# Canadian Built Sight



## Stash (Jun 1, 2002)

He sells them on ebay for about $300 CDN. 

Go to ebay-canada-archery


----------



## c'dn-eh? (Feb 23, 2005)

I have e-mailed him previously. Shipped in Canada was $275 Cdn plus shipping costs.


----------



## araz2114 (Jan 13, 2003)

Hey, I like the looks of that. Does anyone own one? I am curious about the quality and fit. Also how "shake" proof is it?

I am not a surelok fan and I definitely won't be purchasing another Copper John after Gilles problems with the company...

Chris


----------



## pintojk (Jan 31, 2003)

http://www.archerytalk.com/vb/showthread.php?t=429989&highlight=detlef

hopefully this will give you the reviews you need


----------



## NockOn (Feb 24, 2003)

For this kind of price, I wonder how it compares to the Tru Ball Axcel sight? I"m also a CJ owner and looking for an alternative as well. It cost me $60 to replace the bushings myself after having to argue with the warranty woman to send me the parts. $20 for the parts, $20 for UPS and $20 for Brokerage fee:mg:. This is after shooting the sight for a couple of years only. So I'm looking for a sight that's built like a tank....that I'm not going to have to repair every 2nd year.

Cheers,


----------



## NockOn (Feb 24, 2003)

The sight looks really really good and the color options are awesome. My only reservation right now is the way the scope mounts onto it. The insert is round so it would be hard to put it back the same way everytime. I for one always take my scope off the sight after shooting. Anyone have any comments with regard to this issue?

Cheers,


----------



## Guest (Jan 16, 2009)

it doesn't matter what sight you get, if you can't lock it down you will eventually have bushing problems, this is inherint in their design. The new Sureloc I think will solve any bushing issues, the sight in this thread looks like a decent product but still can't be locked down but since there are few bushings and the ones that are there are easy to get to it might far better than the others


----------



## araz2114 (Jan 13, 2003)

Talked to the builder of the sight... He said that he does use a round scope attachment and he claims it is very easy to align. From what I can see, there are not any bushings in this sight. Both the elevation and windage are dovetail mounted with adjustable gibs. I am thinking that a small roll pin would fit nicely into the gap that tightens the scope down. This would align the scope very easily. No round pins with crappy bushings... I haven't had any problem shaking my CJ loose but my sureloc sights shake loose easily and often. 
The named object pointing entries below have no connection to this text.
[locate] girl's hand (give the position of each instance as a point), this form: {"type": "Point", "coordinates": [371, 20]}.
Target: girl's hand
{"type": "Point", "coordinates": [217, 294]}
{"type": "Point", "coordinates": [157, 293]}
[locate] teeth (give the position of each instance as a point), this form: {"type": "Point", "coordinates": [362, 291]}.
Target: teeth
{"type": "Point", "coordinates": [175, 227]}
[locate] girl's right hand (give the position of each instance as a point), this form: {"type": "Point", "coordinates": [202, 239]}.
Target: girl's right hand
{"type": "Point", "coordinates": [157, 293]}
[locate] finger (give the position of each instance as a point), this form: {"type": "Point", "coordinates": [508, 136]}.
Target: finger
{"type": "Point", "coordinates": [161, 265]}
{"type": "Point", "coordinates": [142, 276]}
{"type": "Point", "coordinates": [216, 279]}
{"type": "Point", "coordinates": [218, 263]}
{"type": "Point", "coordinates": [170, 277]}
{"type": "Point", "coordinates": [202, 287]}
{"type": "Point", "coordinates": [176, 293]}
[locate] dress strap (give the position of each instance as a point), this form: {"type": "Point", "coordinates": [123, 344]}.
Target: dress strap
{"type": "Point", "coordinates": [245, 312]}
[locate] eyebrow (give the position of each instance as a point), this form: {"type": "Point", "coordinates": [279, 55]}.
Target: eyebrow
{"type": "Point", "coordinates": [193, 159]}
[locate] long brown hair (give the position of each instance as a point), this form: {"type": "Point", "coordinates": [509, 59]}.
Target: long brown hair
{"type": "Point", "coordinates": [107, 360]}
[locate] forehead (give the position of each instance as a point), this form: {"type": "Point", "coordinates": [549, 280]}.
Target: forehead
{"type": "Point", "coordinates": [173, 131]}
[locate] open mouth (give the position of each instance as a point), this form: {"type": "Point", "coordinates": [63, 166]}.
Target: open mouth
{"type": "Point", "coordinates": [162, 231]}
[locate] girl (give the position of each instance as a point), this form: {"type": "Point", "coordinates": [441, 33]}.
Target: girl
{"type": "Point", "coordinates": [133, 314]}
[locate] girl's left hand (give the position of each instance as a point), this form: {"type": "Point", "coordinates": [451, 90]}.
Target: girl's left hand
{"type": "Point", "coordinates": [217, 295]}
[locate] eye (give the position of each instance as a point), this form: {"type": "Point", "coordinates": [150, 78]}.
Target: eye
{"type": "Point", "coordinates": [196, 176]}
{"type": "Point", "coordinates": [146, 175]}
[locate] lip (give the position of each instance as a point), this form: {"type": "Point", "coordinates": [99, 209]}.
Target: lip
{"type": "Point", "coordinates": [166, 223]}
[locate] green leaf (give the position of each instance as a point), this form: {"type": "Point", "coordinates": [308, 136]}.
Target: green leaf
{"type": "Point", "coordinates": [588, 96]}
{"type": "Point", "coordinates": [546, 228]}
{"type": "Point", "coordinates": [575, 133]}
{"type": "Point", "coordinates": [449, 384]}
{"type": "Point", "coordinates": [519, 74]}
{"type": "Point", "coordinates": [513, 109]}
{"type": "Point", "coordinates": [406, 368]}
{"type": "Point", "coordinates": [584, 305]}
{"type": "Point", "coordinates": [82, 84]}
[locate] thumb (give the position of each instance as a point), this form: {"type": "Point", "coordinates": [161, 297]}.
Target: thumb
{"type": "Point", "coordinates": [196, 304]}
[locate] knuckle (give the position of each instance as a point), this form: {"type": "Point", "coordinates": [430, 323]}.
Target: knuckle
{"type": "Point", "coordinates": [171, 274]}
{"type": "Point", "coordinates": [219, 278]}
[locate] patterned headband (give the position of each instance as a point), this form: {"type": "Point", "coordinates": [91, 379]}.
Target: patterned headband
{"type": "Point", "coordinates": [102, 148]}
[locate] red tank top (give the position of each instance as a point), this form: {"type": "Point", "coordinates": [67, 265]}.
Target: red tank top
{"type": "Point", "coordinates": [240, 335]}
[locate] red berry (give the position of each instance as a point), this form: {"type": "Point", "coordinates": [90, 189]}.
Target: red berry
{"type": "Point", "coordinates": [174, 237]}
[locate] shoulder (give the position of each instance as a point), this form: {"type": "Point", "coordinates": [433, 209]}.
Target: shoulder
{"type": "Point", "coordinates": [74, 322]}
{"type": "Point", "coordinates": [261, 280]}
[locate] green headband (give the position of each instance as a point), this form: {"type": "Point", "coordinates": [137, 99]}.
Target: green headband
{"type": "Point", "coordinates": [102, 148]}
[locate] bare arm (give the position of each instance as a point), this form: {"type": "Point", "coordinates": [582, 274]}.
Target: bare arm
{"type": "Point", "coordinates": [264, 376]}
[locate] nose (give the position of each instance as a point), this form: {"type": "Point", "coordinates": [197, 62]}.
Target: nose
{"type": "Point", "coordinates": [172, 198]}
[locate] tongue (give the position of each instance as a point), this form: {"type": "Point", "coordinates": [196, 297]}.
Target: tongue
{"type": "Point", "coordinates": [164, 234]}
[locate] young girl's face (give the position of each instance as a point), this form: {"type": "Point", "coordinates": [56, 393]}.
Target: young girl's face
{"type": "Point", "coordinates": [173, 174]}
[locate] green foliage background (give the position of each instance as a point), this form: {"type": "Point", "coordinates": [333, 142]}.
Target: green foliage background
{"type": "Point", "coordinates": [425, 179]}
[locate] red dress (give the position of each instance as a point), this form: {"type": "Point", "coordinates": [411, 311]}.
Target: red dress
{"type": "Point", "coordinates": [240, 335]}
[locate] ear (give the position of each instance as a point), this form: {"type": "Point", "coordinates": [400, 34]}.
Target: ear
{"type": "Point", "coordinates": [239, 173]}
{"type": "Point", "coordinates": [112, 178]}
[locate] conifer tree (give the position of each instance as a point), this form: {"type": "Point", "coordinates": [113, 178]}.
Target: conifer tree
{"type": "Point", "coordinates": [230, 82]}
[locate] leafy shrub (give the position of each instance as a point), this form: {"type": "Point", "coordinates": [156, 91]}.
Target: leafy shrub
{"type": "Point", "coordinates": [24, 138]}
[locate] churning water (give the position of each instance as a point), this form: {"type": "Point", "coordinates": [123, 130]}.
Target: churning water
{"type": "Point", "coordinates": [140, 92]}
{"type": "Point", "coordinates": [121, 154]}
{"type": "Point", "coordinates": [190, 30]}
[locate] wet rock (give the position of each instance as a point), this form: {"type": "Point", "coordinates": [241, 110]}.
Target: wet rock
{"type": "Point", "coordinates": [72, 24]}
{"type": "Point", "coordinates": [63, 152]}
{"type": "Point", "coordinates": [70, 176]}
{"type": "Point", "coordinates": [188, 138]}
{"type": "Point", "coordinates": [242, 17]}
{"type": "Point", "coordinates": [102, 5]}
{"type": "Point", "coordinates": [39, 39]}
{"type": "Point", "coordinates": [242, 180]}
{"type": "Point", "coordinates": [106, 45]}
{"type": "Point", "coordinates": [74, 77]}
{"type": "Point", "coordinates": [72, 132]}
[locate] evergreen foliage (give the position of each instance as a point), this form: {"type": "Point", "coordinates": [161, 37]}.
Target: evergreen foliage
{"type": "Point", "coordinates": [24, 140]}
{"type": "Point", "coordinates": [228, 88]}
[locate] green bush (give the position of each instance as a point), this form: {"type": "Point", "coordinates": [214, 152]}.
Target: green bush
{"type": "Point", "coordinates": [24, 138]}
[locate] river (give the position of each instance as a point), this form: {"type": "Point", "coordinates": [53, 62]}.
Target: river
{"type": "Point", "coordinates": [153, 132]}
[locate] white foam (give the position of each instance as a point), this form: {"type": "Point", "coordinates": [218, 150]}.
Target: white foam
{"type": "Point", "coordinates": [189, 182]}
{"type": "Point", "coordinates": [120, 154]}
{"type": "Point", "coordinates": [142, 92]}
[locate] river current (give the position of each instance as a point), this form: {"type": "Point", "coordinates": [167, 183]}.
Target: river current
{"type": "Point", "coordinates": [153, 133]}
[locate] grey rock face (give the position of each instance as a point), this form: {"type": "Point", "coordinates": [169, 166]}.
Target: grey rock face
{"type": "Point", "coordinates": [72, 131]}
Nock, $60 to replace a few Torlon bushings... that is crap. I plan on telling Springer at Lancaster that. The bushings should have been free if you are putting the labour into the repair yourself. Where has customer satisfaction gone?

Chris


----------



## NockOn (Feb 24, 2003)

araz2114 said:


> Nock, $60 to replace a few Torlon bushings... that is crap. I plan on telling Springer at Lancaster that. The bushings should have been free if you are putting the labour into the repair yourself. Where has customer satisfaction gone?
> 
> Chris


I actually requested the warranty woman to talk to him in order to get the bushing sent to me. So I guess he was aware of what was going on. I know the warranty expired and didn't expect the parts to be free. But sending them USPS would have been appreciated. I just somewhat disapointed since when I had an issue with my original ANTS, they bent over backward to help me and I spent the last 4 years bragging about the great customer service I received then.

Cheers,

Cheers,


----------



## NockOn (Feb 24, 2003)

Sean McKenty said:


> it doesn't matter what sight you get, if you can't lock it down you will eventually have bushing problems, this is inherint in their design. The new Sureloc I think will solve any bushing issues, the sight in this thread looks like a decent product but still can't be locked down but since there are few bushings and the ones that are there are easy to get to it might far better than the others



Sean, when is this new sight suppose to come out? Are you talking about the Pheonix model? Wasn't there issues in the old days about the locking lever getting loose sometimes?

Cheers,


----------



## Guest (Jan 17, 2009)

it is the Pheonix, I haven't heard of any problems with a sight that could be locked down, Fiona has had her Edge for nearly 12 years and never had any issues with it ,the pheonix is a new version of the edge, but I have seen several issues with the rest of the surloc line and similar designs namely bushings. I would like to see this sight from BC apart to see how it goes together or even a detailed pic to see how the leveling is done


----------



## Twisted Canuck (Feb 13, 2006)

I bought a DS two finger release from the gent who builds this site, and all I can say is....superb, over the top quality. I worked in a machine shop for 7 yrs, and have seen some nice work. This guy is tops! If I was looking for a new/replacement sight, this would be on the top of my list based on the quality of the release I have. 

TC


----------



## ontario moose (Aug 8, 2003)

NockOn said:


> For this kind of price, I wonder how it compares to the Tru Ball Axcel sight? I"m also a CJ owner and looking for an alternative as well. It cost me $60 to replace the bushings myself after having to argue with the warranty woman to send me the parts. $20 for the parts, $20 for UPS and $20 for Brokerage fee:mg:. This is after shooting the sight for a couple of years only. So I'm looking for a sight that's built like a tank....that I'm not going to have to repair every 2nd year.
> 
> Cheers,


I have the same problem with my CJ.. they are not replying.. I'll talk to the Doug at Lancaster and tell him I'm going to wear it like a necklass if he does nothing about it!


----------



## peregrine82 (Aug 25, 2007)

I have had Detlefs sight for about a year using a viper scope and 4X lens. Build quality can not get any better. Beats anything out there.


----------



## NockOn (Feb 24, 2003)

ontario moose said:


> I have the same problem with my CJ.. they are not replying.. I'll talk to the Doug at Lancaster and tell him I'm going to wear it like a necklass if he does nothing about it!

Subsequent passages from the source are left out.